Location
- 4400 Lochner Rd SE Albany, (Linn County), Oregon 97322 United States 44°36′08″N 123°05′43″W﻿ / ﻿44.60214013936655°N 123.0952459421982°W

Information
- Type: Public
- Motto: Onward and Upward
- School district: Multnomah Education Service District OED YCEP
- Principal: Joy Koenig
- Grades: 10-12
- Enrollment: 5 (2019—2020)
- Mascot: Riverside Monarchs
- Website: Riverside HS website

= Riverside High School (Albany, Oregon) =

Youth correctional education facility in Oregon

Riverside High School is girl's correctional education program housed adjacent to the Oak Creek Youth Correctional Facility in Albany, Oregon, USA. Riverside hosts the Young Women’s Transition Program (YWTP). The school is affiliated with four districts; Linn-Benton Lincoln Education Service District (ESD) and Lane ESD are due to location but the program is overseen by the Oregon Department of Education Youth Corrections Education Program (YCEP) and Multnomah Education Service District (MSED). Riverside is paired with Ocean Dunes High School in Florence, Oregon and Three Lakes High School and the Linn-Benton Juvenile Detention Center, which are also located within Oak Creek. The program moved from Corvallis, Oregon to Albany in 2016.

==Students==
Students at Riverside are girls ages 15 to 25 who are moving from a youth correctional facility back into the community. YWTP is a more self-led facility that encourages students to play a larger role in their correctional progress while still being under supervision. The facilities can accommodate up to 14 students at a time.

==Academics==
Riverside students can earn their high school diploma, GED, vocational education/certification, college credits, associate's degree, or bachelor's degree. In 2020, Riverside and Three Lakes saw 25 students graduate with their high school diploma or GED and 3 with their associate's degree.

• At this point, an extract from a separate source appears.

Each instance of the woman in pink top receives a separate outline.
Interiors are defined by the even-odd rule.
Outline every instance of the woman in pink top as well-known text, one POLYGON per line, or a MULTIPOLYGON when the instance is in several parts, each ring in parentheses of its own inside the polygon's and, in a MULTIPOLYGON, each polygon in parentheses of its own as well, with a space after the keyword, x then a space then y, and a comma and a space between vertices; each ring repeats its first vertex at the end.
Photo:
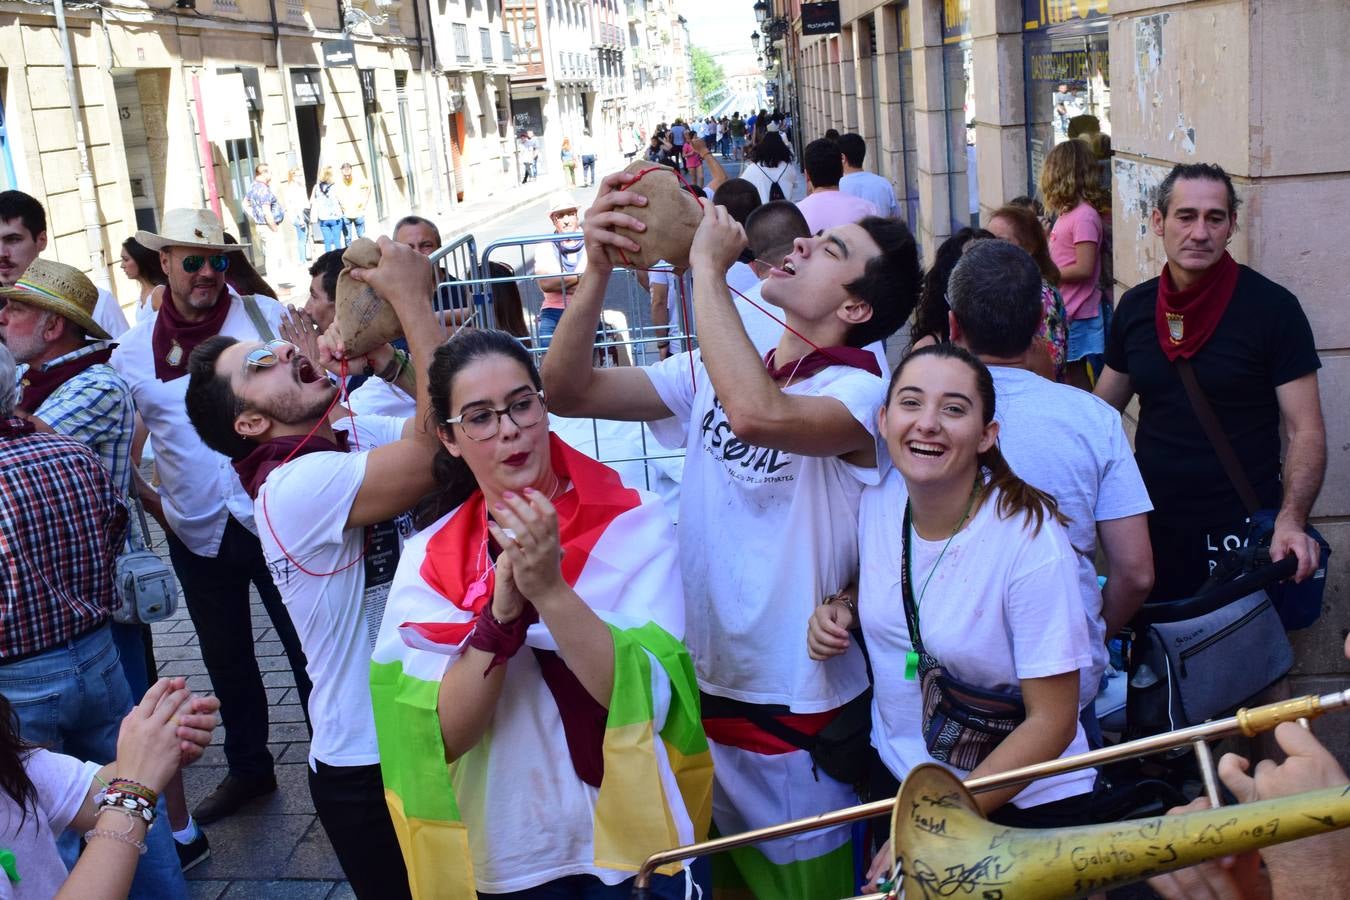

Riverside strives to give its students vocational skills such as driving forklifts and tractors (including snow-clearing), heavy equipment training, brickwork, flagging, first aid, culinary certifications, CTECH, blueprint reading, construction/handywork, technical writing, fabrication, and welding, which might expand their job opportunities. They also learn resume writing, financial planning, and interviewing skills.

Baker Technical Institute, Linn–Benton Community College, the Oregon Department of Education, and Girls Build are frequent collaborators with the school.